Der sogenannte E-Commerce, der Handel über das Internet, nimmt einen immer grösseren Stellenwert ein. Schon lange werden nicht mehr nur Bücher oder CDs übers World Wide Web bestellt, sondern alle Arten von Artikeln und Produkten. Zum einen geht dabei zwar die Persönliche Bindung zu Kunden verloren. Auf der anderen Seiten erhält der Verkäufer Zugriff auf einen Kreis von Kunden, wie er ihn sich vor 20 Jahren nicht hätte träumen lassen.
Einen eigenen Shop zu eröffnen,, wie Lexware, ist im Zeitalter des Internets fast schon ein Kinderspiel. Es gibt verschiedene Möglichkeiten, seine eigenen Artikel auf den Markt zu bringen. Je nach dem, wie umfangreich das Sortiment ist und die Anzahl der Kunden, können Aufwand und Kosten enorm variieren. Diese Fragen muss man also für sich beantwortet haben. Zum Onlineshop eröffnen als solchem gehört selbstverständlich auch eine Webseite, auf der die Produkte abgebildet und beschrieben sind. Das kann man auf der eigenen Internetseite machen, es funktioniert sogar mit einem Blog. Und damit also allenfalls sogar gratis, allerdings gilt es in solchen Fällen die Geschäftsbedingungen des Providers genau zu lesen. Zum Teil sind gewinnorientierte Aktivitäten nicht erlaubt. Wer auf einem Onlineshop bloss ein oder zwei Produkte anbietet – wie zum Beispiel ein Musikder, der sein Album anbietet – der kann sich mit einem Bezahldienst wie zum Beispiel Paypal behelfen. Diese bieten meist eine Simple Verkaufs-Option. In ein paar Minuten kann das Produkt beschrieben werden, dann wird der HTML-Code generiert, den man bloss noch auf seiner Webseite einzufügen braucht und schon hat man einen Warenkorb-Knopf auf seiner Seite. Selbstverständlich gibt es in diesem Falle kein richtiges Auftragsmanagement. Und auch die Buchhaltung muss man selbst erledigen.

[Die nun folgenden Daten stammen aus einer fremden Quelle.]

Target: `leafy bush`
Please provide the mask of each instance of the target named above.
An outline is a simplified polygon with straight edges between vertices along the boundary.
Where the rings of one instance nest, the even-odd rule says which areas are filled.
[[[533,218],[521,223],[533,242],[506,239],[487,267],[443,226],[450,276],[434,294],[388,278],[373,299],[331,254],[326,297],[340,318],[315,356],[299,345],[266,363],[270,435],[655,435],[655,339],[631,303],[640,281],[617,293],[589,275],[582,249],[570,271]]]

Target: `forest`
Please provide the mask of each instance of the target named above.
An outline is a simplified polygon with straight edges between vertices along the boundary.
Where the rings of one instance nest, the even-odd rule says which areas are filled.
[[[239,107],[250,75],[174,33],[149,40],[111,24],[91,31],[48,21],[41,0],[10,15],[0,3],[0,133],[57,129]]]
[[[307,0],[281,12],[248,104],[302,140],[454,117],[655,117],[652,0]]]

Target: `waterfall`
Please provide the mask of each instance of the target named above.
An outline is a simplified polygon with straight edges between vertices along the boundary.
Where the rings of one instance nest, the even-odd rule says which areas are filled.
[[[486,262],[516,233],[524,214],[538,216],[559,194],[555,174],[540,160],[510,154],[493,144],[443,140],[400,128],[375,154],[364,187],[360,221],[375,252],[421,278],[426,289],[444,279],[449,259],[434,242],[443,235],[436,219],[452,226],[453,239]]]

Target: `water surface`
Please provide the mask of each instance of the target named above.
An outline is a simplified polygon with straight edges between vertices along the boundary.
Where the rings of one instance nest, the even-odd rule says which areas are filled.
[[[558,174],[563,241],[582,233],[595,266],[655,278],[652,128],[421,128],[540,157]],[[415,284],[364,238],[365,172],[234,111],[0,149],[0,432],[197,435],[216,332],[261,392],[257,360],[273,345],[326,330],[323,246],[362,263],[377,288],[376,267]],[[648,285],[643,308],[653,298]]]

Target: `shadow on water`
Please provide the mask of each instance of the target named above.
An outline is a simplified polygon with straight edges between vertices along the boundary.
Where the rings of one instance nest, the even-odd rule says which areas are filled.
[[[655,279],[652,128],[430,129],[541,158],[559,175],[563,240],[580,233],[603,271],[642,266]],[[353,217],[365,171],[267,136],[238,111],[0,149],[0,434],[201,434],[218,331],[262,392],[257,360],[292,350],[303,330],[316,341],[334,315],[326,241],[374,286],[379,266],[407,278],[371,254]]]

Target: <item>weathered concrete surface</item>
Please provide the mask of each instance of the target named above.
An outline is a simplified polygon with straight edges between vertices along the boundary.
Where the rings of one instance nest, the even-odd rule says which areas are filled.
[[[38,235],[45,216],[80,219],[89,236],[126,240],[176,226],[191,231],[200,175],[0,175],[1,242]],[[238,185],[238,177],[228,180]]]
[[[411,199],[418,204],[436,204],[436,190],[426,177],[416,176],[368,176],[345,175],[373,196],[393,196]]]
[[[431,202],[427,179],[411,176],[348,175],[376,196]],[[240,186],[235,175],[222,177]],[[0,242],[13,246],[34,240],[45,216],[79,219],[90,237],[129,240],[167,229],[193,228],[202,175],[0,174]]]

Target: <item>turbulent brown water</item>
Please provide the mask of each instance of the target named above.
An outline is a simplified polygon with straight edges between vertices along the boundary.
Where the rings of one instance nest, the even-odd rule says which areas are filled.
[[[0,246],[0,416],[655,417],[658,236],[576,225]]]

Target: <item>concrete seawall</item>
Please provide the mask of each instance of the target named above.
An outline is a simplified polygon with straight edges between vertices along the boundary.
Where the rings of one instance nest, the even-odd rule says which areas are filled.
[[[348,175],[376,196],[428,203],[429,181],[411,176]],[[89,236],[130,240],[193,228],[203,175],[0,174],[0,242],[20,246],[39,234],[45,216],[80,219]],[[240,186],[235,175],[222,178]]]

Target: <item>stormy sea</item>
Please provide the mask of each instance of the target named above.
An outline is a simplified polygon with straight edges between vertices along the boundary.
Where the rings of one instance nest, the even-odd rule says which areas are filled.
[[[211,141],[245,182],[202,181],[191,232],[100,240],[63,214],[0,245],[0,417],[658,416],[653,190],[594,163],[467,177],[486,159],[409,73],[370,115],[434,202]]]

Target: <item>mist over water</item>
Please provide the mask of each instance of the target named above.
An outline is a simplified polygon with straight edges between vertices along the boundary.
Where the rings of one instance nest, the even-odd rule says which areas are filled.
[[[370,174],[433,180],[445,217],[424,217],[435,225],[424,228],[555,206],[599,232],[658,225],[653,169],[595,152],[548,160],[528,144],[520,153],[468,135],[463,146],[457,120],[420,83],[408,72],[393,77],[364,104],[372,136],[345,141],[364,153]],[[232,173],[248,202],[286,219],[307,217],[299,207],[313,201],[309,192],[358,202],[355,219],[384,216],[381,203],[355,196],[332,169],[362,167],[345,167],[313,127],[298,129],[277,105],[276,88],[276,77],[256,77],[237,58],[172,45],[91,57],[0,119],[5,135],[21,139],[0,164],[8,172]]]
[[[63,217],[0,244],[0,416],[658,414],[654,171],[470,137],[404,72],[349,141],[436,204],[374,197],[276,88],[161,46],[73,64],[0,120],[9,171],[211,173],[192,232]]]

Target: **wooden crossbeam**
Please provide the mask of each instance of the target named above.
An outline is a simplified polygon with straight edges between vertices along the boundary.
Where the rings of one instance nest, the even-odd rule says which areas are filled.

Wer höhere Ziele anvisiert, der kann sich einem Shop-System anschliessen. Solche Systeme bieten verschiedene Templates, mit denen sich der eigene Online-Shop konfigurieren lässt. Allerdings ist es eine tolle Idee bei Webdesigner Dresden einrichten zu lassen. wichtigsten Bezahlmethoden gehören ebenfalls dazu. Der Online-Sho lässt sich einfach über den Browser bedienen und bietet eine Menge von zusätzlichen Funktionen und Dienstleistungen. Teilweise ist es hier auch möglich, in den HTML-Code einzugreifen und den Shop so zu verändern, dass er auch besondere Bedürfnisse zugeschnitten ist. Das verlangt aber die entsprechenden Kenntnisse in Java-Script und/oder HTML.
Die anspruchsvollste Variante ist natürlich jene, bei der man von Grund auf errichtet. Man beginnt also bei null. Zuerst wird die entsprechende]Als erstes wird die gewünschte Domain-Adresse für den Shop registriert und dann die ganze Seite auf einem entsprechenden Server gehostet. Bei dieser Variante kann nun tatsächlich auf jeden Kundenwunsch Rücksicht genommen werden, dafür kostet es auch mehr. Dafür aber bieten solche Lösungen – zumeist kombiniert mit einer entsprechenden Software – eine riesige Anzahl Artikeln, ermöglichen die Zahlungen in verschiedenen Währungen, ermöglichen abweichende Rechnungs- und Lieferadresse, zeigen Statistiken über die Kunden und drucken auch gleich Rechnung und Lieferschein aus.
Grundsätzlich gilt: Es ist wichtig, den Online Shop vor der Erstellung richtig zu planen. Das Layout sollte den angebotenen Produkten entsprechen und vor allem reibungslos funktionieren.